From Retrieval to Reasoning: Enhancing HippoRAG with Graph-Based Semantics
How an ontology-based knowledge graph boosts the multi-hop Q&A accuracy of one of the leading schemaless GraphRAG systems
Main Takeaways
- Vector RAG has tunnel vision — it finds text similar to the query but can't connect dots across distant documents, making it unreliable for questions that require chaining multiple facts.
- HippoRAG mimics human memory but still lacks a world view — its associative graph is built from loose co-occurrence, not domain logic, so the connections it traverses are noisy and unreliable.
- An ontology turns association into reasoning — replacing loose entity extraction with a structured schema gives the PageRank algorithm a clean highway to travel, pushing accuracy from 86% to 95% on complex questions.
- The real breakthrough is switching between reading and calculating — unlike standard RAG, Semantic GraphRAG can answer "how many genes are linked to ALS?" with a SPARQL query, not an LLM guess.
Retrieval Augmented Generation (RAG) has become the standard for grounding large language models (LLMs) in proprietary data. However, as we push RAG systems into more complex domains, we also see the limitations of such solutions.
Standard RAG relies heavily on vector similarity search. While efficient, it suffers from a fundamental “tunnel vision”: it retrieves chunks based on semantic proximity to the query, but often fails to “connect the dots” across disjointed pieces of information. It struggles with multi-hop reasoning, where the answer lies in the relationship between two distant documents, not in the documents most similar to the initial question.
Enter GraphRAG, and specifically HippoRAG 2 (Hippocampal Retrieval-Augmented Generation). These systems attempt to solve this challenge by structuring data as a graph, allowing retrieval based on relationships rather than just surface-level similarity. HippoRAG takes this a step further by mimicking the neurobiological processes of human long-term memory to create additional associative links. The latter is the major difference to most of the popular GraphRAG implementations, which derive schemaless knowledge graphs from documents.

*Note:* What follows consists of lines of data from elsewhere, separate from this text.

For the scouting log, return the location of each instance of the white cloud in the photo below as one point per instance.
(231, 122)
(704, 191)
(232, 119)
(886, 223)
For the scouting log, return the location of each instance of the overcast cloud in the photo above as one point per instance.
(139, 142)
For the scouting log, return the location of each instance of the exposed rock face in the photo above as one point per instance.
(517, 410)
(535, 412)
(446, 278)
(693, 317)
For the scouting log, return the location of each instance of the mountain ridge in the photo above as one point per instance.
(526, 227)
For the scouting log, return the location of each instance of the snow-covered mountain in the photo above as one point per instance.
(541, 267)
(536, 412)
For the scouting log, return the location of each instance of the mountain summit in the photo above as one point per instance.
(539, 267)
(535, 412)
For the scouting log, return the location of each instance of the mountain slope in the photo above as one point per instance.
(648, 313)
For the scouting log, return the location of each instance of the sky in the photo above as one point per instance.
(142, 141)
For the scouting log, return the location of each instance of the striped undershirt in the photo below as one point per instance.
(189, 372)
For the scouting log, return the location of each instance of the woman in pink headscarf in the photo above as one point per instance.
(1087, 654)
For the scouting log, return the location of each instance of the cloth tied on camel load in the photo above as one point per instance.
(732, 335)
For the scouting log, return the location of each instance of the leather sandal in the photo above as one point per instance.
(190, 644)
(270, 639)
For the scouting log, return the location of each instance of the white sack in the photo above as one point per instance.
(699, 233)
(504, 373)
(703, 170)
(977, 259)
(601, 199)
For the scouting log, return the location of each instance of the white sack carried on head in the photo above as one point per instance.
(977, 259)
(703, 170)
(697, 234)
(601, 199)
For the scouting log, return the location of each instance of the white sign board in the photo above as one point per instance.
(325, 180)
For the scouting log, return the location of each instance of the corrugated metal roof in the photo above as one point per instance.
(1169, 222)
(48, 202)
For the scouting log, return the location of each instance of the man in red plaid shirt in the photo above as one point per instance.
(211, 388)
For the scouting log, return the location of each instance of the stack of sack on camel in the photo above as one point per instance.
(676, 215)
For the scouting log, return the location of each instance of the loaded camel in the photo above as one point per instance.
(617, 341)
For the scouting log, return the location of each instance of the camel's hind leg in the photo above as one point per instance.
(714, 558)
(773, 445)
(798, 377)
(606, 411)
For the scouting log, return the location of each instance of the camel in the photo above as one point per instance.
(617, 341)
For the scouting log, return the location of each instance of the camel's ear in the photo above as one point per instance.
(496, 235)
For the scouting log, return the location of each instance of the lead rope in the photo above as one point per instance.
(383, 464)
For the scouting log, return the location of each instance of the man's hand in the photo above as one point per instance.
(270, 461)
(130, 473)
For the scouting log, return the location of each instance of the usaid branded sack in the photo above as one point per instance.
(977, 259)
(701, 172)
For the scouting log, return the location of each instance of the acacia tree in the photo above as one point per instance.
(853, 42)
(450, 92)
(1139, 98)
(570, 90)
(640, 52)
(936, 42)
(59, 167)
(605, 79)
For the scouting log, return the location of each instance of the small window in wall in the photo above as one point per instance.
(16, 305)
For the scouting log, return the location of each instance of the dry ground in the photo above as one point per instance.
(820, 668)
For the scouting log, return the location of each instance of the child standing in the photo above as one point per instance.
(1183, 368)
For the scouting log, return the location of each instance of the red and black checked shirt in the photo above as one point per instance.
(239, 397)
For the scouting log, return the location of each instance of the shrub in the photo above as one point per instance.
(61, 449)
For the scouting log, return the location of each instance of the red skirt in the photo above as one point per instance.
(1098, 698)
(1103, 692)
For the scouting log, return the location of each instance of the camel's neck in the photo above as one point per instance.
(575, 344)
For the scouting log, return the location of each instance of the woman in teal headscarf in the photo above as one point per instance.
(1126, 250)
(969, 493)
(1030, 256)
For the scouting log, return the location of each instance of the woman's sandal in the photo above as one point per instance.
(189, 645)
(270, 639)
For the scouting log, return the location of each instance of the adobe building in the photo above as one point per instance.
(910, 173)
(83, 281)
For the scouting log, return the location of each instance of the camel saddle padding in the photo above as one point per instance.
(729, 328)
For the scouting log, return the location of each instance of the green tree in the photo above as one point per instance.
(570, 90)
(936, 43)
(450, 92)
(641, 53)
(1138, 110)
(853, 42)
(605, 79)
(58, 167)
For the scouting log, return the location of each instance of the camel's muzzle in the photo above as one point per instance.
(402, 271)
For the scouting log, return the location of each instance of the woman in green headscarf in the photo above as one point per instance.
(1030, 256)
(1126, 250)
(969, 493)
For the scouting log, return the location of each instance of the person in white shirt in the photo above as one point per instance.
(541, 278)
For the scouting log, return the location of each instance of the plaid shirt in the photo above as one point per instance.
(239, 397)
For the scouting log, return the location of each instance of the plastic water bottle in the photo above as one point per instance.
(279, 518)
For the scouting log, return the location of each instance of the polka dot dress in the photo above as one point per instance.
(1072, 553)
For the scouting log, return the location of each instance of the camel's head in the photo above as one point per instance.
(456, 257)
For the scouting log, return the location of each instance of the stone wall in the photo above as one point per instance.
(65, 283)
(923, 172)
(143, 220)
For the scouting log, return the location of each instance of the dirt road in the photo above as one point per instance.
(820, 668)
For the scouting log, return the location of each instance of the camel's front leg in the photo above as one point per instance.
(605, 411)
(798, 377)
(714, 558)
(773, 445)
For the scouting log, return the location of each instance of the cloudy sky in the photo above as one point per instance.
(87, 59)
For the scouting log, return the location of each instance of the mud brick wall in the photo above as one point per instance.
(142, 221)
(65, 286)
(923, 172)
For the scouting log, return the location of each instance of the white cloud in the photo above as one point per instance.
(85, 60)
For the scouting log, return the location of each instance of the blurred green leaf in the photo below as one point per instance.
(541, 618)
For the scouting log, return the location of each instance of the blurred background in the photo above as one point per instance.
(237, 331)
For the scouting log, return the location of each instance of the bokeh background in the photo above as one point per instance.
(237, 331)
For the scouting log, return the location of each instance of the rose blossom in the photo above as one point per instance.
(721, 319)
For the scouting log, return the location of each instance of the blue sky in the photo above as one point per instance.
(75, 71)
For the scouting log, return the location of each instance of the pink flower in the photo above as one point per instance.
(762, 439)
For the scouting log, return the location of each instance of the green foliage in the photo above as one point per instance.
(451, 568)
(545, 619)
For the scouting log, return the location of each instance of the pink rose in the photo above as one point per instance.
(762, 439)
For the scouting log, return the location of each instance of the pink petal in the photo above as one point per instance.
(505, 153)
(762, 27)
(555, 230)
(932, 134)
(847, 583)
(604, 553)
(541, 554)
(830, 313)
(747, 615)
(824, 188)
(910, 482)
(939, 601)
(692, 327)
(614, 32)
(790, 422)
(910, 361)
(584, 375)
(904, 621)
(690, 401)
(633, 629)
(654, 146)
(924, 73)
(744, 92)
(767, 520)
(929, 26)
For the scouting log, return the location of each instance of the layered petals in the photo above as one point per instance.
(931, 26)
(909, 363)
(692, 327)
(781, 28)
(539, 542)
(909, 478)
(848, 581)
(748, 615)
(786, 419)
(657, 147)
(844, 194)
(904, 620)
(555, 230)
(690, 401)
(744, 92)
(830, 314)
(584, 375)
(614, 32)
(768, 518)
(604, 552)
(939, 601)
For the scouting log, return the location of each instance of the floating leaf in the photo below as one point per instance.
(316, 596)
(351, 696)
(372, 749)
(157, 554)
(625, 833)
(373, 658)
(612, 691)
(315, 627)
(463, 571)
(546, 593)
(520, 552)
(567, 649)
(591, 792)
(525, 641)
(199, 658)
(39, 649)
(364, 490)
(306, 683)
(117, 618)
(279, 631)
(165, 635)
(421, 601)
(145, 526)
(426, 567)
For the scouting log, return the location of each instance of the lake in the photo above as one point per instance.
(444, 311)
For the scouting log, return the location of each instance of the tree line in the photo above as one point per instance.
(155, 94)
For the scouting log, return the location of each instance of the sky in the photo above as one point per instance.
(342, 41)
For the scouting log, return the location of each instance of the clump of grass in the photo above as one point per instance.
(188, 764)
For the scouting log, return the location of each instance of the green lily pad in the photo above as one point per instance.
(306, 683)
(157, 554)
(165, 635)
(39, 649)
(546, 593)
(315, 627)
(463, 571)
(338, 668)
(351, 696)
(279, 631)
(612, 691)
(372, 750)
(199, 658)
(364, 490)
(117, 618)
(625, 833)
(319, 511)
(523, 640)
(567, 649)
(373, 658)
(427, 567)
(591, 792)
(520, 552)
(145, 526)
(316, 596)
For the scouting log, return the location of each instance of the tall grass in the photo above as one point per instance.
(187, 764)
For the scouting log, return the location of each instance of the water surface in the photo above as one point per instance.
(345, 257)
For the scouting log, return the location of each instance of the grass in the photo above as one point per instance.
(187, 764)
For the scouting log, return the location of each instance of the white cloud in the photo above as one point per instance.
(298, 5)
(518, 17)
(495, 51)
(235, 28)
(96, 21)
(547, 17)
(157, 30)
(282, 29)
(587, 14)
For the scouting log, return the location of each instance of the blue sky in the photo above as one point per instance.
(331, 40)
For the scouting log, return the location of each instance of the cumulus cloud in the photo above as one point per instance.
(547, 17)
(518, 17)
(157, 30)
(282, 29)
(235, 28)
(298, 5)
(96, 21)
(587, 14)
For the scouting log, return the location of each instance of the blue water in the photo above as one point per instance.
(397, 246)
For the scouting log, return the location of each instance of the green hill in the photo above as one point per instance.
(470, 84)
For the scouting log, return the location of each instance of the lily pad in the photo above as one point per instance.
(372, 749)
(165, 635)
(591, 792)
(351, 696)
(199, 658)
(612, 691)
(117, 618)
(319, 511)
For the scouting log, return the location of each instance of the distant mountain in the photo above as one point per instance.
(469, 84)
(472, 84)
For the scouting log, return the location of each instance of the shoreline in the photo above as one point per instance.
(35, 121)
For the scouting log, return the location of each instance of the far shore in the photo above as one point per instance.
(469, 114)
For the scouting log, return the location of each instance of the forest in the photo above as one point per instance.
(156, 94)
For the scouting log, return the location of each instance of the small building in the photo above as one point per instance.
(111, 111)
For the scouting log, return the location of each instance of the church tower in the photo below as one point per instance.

However, even HippoRAG has a limitation: it typically builds its graph based on simple co-occurrence or open information extraction. It lacks a true “world view”. It also still relies on semantic similarity to manage to traverse the relations it has found in the data properly.
In this post, we explore how to supercharge the graph-based retrieval process by injecting a semantic backbone. We will demonstrate how replacing generic graph construction with strict ontologies and structured knowledge graphs transforms HippoRAG from an associative engine into a reasoning engine.
How does HippoRAG work
To understand how we improved the system, we first need to understand the unique architecture of HippoRAG.
Unlike standard GraphRAG approaches that might simply traverse a knowledge graph, HippoRAG is inspired by the Hippocampal Indexing Theory of human memory. In the human brain, the Neocortex stores actual memories (analogous to LLM parameters and a document corpus), while the Hippocampus acts as a dynamic index, storing the pointers and associative relationships between those memories.
HippoRAG replicates this duality to enable faster, multi-hop retrieval. It operates in two distinct phases:
1. Offline indexing (the associative graph)
In the standard implementation, HippoRAG processes the document corpus to create a schemaless graph.
- Extraction: It uses an LLM (or OpenIE) to identify key noun phrases and entities within the documents.
- Graph construction: It builds a knowledge graph where nodes are these extracted entities. Edges are created based on co-occurrence (two entities appearing in the same passage) or strong semantic similarity.
- Result: A massive associative map where Document A is linked to Document B because they share the entity “Python,” even if the documents never explicitly reference each other.
2. Online retrieval (the neurobiological pattern)
When a user asks a query, HippoRAG doesn’t just look for keywords; it simulates a neural activation process.
- Vector search on triples: The system does a vector search based on the query to find the triples with the biggest vector similarity to the query.
- Node activation: These entities are located in the graph and are selected as the starting point for Personalized PageRank.
- Personalized PageRank: This is the core mathematical engine. The system uses the Personalized PageRank algorithm to spread this activation across the graph, in a manner similar to the priming in the human brain. By using the nodes with the highest vector similarity, it traverses the graph to find the most relevant documents.
- Ranking: The system identifies which documents are most strongly connected to the highly activated nodes in the graph and retrieves them.
Key insight:
Because the activation spreads through the graph, HippoRAG can find a document that contains none of the query words, provided it is strongly linked to the query through a chain of intermediate entities. This is the essence of multi-hop retrieval.
However, the “Vanilla” HippoRAG relies on the LLM to hallucinate the connections or extract them loosely. By replacing this loose association with a rigorous ontology and a knowledge graph, we provide the PageRank algorithm with a much cleaner, noise-free highway to travel on.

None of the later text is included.